EFEBy Javier Castro Bugarin Beijing

Tang gulps down the last mouthfuls of rice from his bowl before returning to work at a construction site in Beijing, but not without expressing a certain nostalgia for Sichuan, his homeland, located about 2,000 km (1,243 miles) from the Chinese capital.

"I don't like Beijing. It's getting increasingly harder (than before) to work here, and the cost of living is very high," Tang told EFE. After living for more than 10 years in Beijing, he doesn’t rule out going back to Guangyuan, the city he hails from in Sichuan.

Tang’s is not an isolated case in China, where unstoppable growth of big cities and development in rural areas are pushing an increasing number of migrant workers (called 'dongmingong' in Chinese) – the craftsmen of the "Made in China" model – to the interiors of the country.

This collective, made up of about 288 million people - one-fifth of China's population and a third of the total workforce - was once the engine of the "Chinese economic miracle". But the new economic paradigm seems to move them further and further away from megacities like Beijing, Shanghai and Guangzhou.

This was evident in a recent survey by the National Bureau of Statistics, which noted that migrant population growth in 2018 has been the lowest in the last five years, with an inter-annual increase of just 0.6 percent compared to the most common figures of 1.5 to 2 percent.

The numbers underline a major shift with respect to migratory dynamics: while the volume of migrant workers fell last year to 3.9 percent in the Pearl River Delta -China's former manufacturing center- it rose 4.2 percent in the case of inland and western provinces of the country.

According to Wen Xiaoyi, a professor at China University of Labor Relations, the country "is going through a process of industrial transformation”, a reality that is leading migrant workers to seek out luck in places where job opportunities did not exist before.

"Coastal areas that had a high density of labor have become highly skilled with higher technological demands from workers, while inland areas have inherited the industries that transferred from the east, such as, textiles," Wen told EFE.

In fact, the number of migrant workers in major Chinese cities fell by 1.5 percent in 2018 -a total of 2.04 million people- the largest decline in history, falling by 1.2 percent in the megalopolises of Beijing, Shanghai and Guangzhou.

One of the major reasons is the "hukou" or residence registration system which is becoming more stringent in big cities and which, however, is gradually disappearing in cities that have a population of one to three million inhabitants, in order to attract more migration.

Similarly, the increase in the standard of living of first and second-tier cities, which have experienced an inter-annual rise of up to 35 percent in the prices of housing since 2015, has resulted in migrants no longer finding these cities viable.

However, this is not the case in the central and western provinces, stars of the Chinese government's efforts to bridge the urban-rural gap, said Leslie Young, professor of economics at the Cheung Kong Graduate School of Business.

“China has based its prosperity on an extensive program of infrastructure, highways and high-speed trains.
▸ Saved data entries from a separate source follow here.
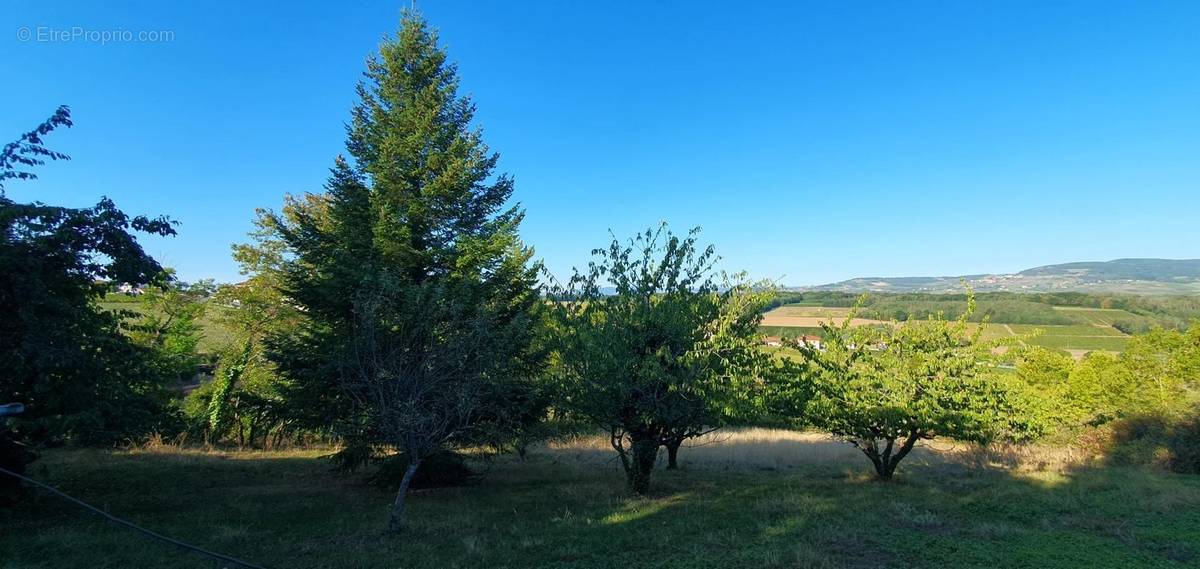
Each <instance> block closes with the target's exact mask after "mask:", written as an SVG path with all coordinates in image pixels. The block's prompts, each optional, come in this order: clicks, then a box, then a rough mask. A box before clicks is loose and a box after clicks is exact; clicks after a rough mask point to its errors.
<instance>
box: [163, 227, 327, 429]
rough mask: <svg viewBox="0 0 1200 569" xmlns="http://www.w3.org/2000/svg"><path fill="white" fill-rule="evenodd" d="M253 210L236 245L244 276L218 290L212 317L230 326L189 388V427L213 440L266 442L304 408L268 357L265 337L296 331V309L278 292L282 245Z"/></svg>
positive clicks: (222, 324)
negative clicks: (197, 386)
mask: <svg viewBox="0 0 1200 569" xmlns="http://www.w3.org/2000/svg"><path fill="white" fill-rule="evenodd" d="M270 223H271V221H270V215H269V214H268V212H265V211H258V216H257V217H256V220H254V230H252V232H251V234H250V235H251V238H252V240H251V241H250V242H246V244H239V245H235V246H234V247H233V248H234V251H233V253H234V254H233V256H234V259H235V260H236V262H238V264H239V266H240V270H241V274H242V275H245V276H246V280H245V281H242V282H239V283H236V285H226V286H222V287H220V288H218V289H217V292H216V294H215V295H214V298H212V300H211V305H212V310H214V312H215V313H214V315H212V318H214V321H215V322H217V323H218V324H220V325H221V327H223V328H224V329H226V330H228V333H229V345H228V346H224V348H223V349H222V351H221V354H220V359H218V361H217V367H216V373H215V376H214V379H212V382H210V383H208V384H204V385H202V387H200V388H198V389H196V390H193V391H192V393H191V394H190V395H188V401H187V402H186V405H185V413H186V415H187V417H188V420H190V421H191V429H192V430H193V432H196V433H197V435H203V437H204V438H205V441H209V442H212V443H218V442H221V441H222V439H224V438H226V437H228V436H230V433H234V432H235V433H236V442H238V445H239V447H246V445H250V447H271V445H277V444H280V442H281V441H282V439H283V438H284V437H286V436H290V435H301V430H300V429H299V427H298V426H296V425H298V424H299V423H300V419H301V418H302V417H304V415H305V413H304V409H296V408H295V406H293V405H290V403H292V402H290V401H288V400H287V399H284V396H283V390H284V389H286V388H284V387H283V378H282V377H281V376H280V373H278V372H277V370H276V367H275V364H274V363H272V361H271V360H270V359H269V358H268V357H266V339H269V337H272V336H275V337H284V336H288V335H292V334H295V333H296V330H298V327H299V321H300V311H299V310H298V309H296V306H295V305H294V304H293V303H292V301H290V300H289V299H288V298H287V297H286V295H284V294H283V291H282V285H283V272H282V271H283V256H284V254H286V252H287V250H286V244H284V242H283V241H282V240H281V239H278V236H277V234H276V232H275V230H274V229H272V228H271V227H272V226H271V224H270Z"/></svg>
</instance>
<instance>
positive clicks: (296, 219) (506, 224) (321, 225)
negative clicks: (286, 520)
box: [268, 13, 542, 529]
mask: <svg viewBox="0 0 1200 569" xmlns="http://www.w3.org/2000/svg"><path fill="white" fill-rule="evenodd" d="M457 86H458V79H457V74H456V71H455V66H454V65H451V64H449V62H446V54H445V52H443V50H442V49H440V48H439V47H438V44H437V36H436V34H434V32H433V31H432V30H430V29H428V26H427V25H426V23H425V22H424V20H422V19H421V18H420V17H418V16H415V14H414V13H407V14H406V16H404V17H403V22H402V25H401V29H400V32H398V36H397V37H396V38H395V40H389V41H385V42H384V43H383V44H382V46H380V48H379V54H378V56H377V58H372V59H371V60H370V61H368V62H367V71H366V79H365V80H364V82H362V83H361V84H360V85H359V90H358V91H359V97H360V101H359V103H358V104H356V106H355V108H354V112H353V119H352V121H350V124H349V125H348V128H347V130H348V140H347V150H348V152H349V155H350V157H352V158H353V162H350V161H347V160H341V158H340V160H338V161H336V163H335V166H334V168H332V170H331V176H330V179H329V182H328V185H326V191H325V192H324V193H322V194H308V196H305V197H301V198H294V199H289V200H288V203H287V204H286V206H284V209H283V211H282V214H280V215H275V216H271V217H270V218H269V223H270V227H271V229H272V230H274V232H276V235H277V238H278V239H280V240H281V241H282V244H283V246H284V251H286V260H284V263H283V265H282V285H281V286H282V292H283V294H284V295H286V297H287V298H288V299H289V300H290V301H292V303H294V304H295V305H296V306H298V307H299V312H300V323H299V327H298V330H296V331H295V333H294V334H286V335H284V334H281V335H272V336H271V337H270V339H269V340H268V345H269V353H270V358H271V359H272V361H274V363H275V364H276V365H277V367H278V370H280V372H281V373H282V375H283V376H284V378H286V379H287V385H289V389H288V390H287V391H286V396H288V397H289V399H290V401H292V402H293V403H294V405H296V406H299V407H300V408H301V409H304V411H305V412H306V417H305V419H306V421H307V424H308V425H311V426H313V427H320V429H328V430H330V431H331V432H332V433H335V435H336V436H337V437H340V438H341V439H342V441H344V442H346V443H347V445H348V448H349V449H352V450H354V456H368V453H361V450H362V449H371V448H380V447H384V448H394V449H397V450H400V451H401V453H402V455H403V459H404V460H407V461H408V468H407V473H406V475H404V479H403V481H402V483H401V487H400V491H398V492H397V496H396V502H395V504H394V508H392V513H391V516H390V520H389V527H390V528H392V529H398V528H400V526H401V521H402V515H403V508H404V496H406V492H407V489H408V484H409V483H410V480H412V478H413V475H414V474H415V472H416V469H418V468H419V467H420V465H421V461H422V460H424V459H426V457H427V456H431V455H432V454H434V453H438V451H440V450H443V449H445V448H446V447H448V445H451V444H455V443H460V442H463V441H469V439H472V437H473V436H475V435H478V430H479V427H480V426H481V425H480V420H481V418H486V417H496V415H503V414H506V413H508V409H506V403H508V402H510V401H512V400H516V399H520V396H518V395H517V394H520V393H522V391H523V389H524V387H526V382H527V379H528V378H533V377H535V376H536V375H538V373H539V370H540V366H541V359H542V357H541V354H539V353H538V351H536V349H534V345H533V340H534V337H535V336H536V334H538V327H536V323H538V322H539V319H538V317H536V315H535V310H536V309H538V306H540V304H541V303H540V300H539V292H538V287H536V277H538V268H536V266H535V265H534V264H533V263H532V262H530V259H532V256H533V252H532V251H530V250H528V248H527V247H524V246H523V245H522V244H521V241H520V239H518V236H517V228H518V224H520V222H521V218H522V215H523V214H522V211H521V210H520V209H518V208H517V206H515V205H508V202H509V199H510V197H511V194H512V180H511V179H510V178H508V176H505V175H499V176H493V170H494V167H496V163H497V160H498V156H497V155H496V154H492V152H491V151H490V150H488V149H487V146H486V145H485V144H484V143H482V140H481V136H480V132H479V131H478V130H476V128H474V127H472V119H473V115H474V106H473V104H472V102H470V101H469V100H468V98H466V97H462V96H460V95H458V94H457ZM497 423H498V421H492V424H497Z"/></svg>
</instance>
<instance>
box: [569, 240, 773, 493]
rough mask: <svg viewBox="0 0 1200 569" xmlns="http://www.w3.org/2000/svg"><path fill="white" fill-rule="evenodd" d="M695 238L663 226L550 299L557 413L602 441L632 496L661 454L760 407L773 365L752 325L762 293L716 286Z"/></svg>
mask: <svg viewBox="0 0 1200 569" xmlns="http://www.w3.org/2000/svg"><path fill="white" fill-rule="evenodd" d="M697 233H698V229H692V230H691V232H690V233H689V234H688V235H686V236H683V238H680V236H677V235H673V234H672V233H671V232H670V230H668V229H667V228H666V226H665V224H664V226H660V227H659V228H658V229H648V230H647V232H646V233H642V234H640V235H637V236H636V238H635V239H632V240H630V241H629V242H628V244H623V242H622V241H619V240H618V239H616V238H613V241H612V242H611V244H610V245H608V247H607V248H598V250H595V251H593V254H594V256H595V260H593V262H592V263H590V264H589V268H588V271H587V272H576V274H575V276H574V277H572V278H571V281H570V283H569V286H568V287H566V289H564V291H560V292H559V293H558V297H559V299H560V301H559V303H558V304H557V306H558V309H559V311H558V313H559V323H558V327H557V331H558V334H559V347H558V353H559V355H558V359H559V373H560V381H562V393H563V396H562V401H559V403H560V405H563V406H564V407H565V408H568V409H569V411H571V412H574V413H576V414H577V415H580V417H583V418H586V419H587V420H589V421H590V423H592V424H594V425H596V426H599V427H601V429H604V430H605V431H606V432H607V433H608V437H610V442H611V443H612V447H613V449H614V450H616V451H617V455H618V456H619V457H620V463H622V466H623V467H624V469H625V474H626V479H628V483H629V486H630V489H631V490H632V491H634V492H637V493H646V492H647V491H648V490H649V484H650V474H652V472H653V469H654V463H655V461H656V457H658V451H659V448H660V447H662V445H674V448H676V449H678V443H679V442H682V439H684V438H688V437H695V436H698V435H702V433H706V432H708V431H710V430H713V429H716V427H719V426H721V425H722V424H725V423H726V421H727V420H728V419H731V418H734V417H738V415H739V414H744V413H746V409H748V408H752V407H754V406H755V405H761V400H760V399H758V397H760V395H761V393H762V389H761V373H762V372H763V371H764V370H766V367H767V366H768V365H769V363H770V359H769V357H768V354H767V353H764V352H762V351H761V349H760V342H758V334H757V324H758V322H761V317H762V316H761V315H762V309H763V307H764V306H766V305H767V303H768V301H769V300H770V292H769V291H762V289H760V288H755V287H752V286H750V285H748V283H745V282H742V281H740V280H739V281H736V282H734V281H728V280H726V281H718V280H716V276H718V275H716V272H715V271H714V263H715V262H716V257H715V253H714V250H713V247H712V246H709V247H707V248H700V247H698V245H697V238H696V234H697ZM738 278H740V276H738ZM606 287H612V288H613V289H614V291H613V292H612V294H610V293H608V292H607V291H606Z"/></svg>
This is bringing people back on a large scale to both provincial capitals of the interior and other smaller cities," he said.

A factor that, Young said, would also lead to increased migration between the interior areas themselves, where "cities are increasingly effective in creating new opportunities”.

This argument is supported by data from the Chinese Ministry of Agriculture and Rural Affairs, which in a study published earlier this year, estimated that 7.8 million people had returned to their hometowns to be entrepreneurs of which 70 percent were migrant workers.

A population transfer promoted by the authorities themselves, such as the government of the southern province of Guangxi, which has recently launched a fund of 234 million yuan ($34 million) in aid for the entrepreneurship of the 'dongmingong'.

In any case, the slowdown in Chinese economy – whose growth rate of 6.6 percent in 2018 was the lowest since 1990 – could accelerate this trend even further in the coming years, warned Wen.

"The reduction in migration depends on the degree of economic growth. If China's economy develops well in the future, the reductionist trend will reverse. But if it does not, migrant workers will return to interior areas. It's a very obvious trend," Wen said.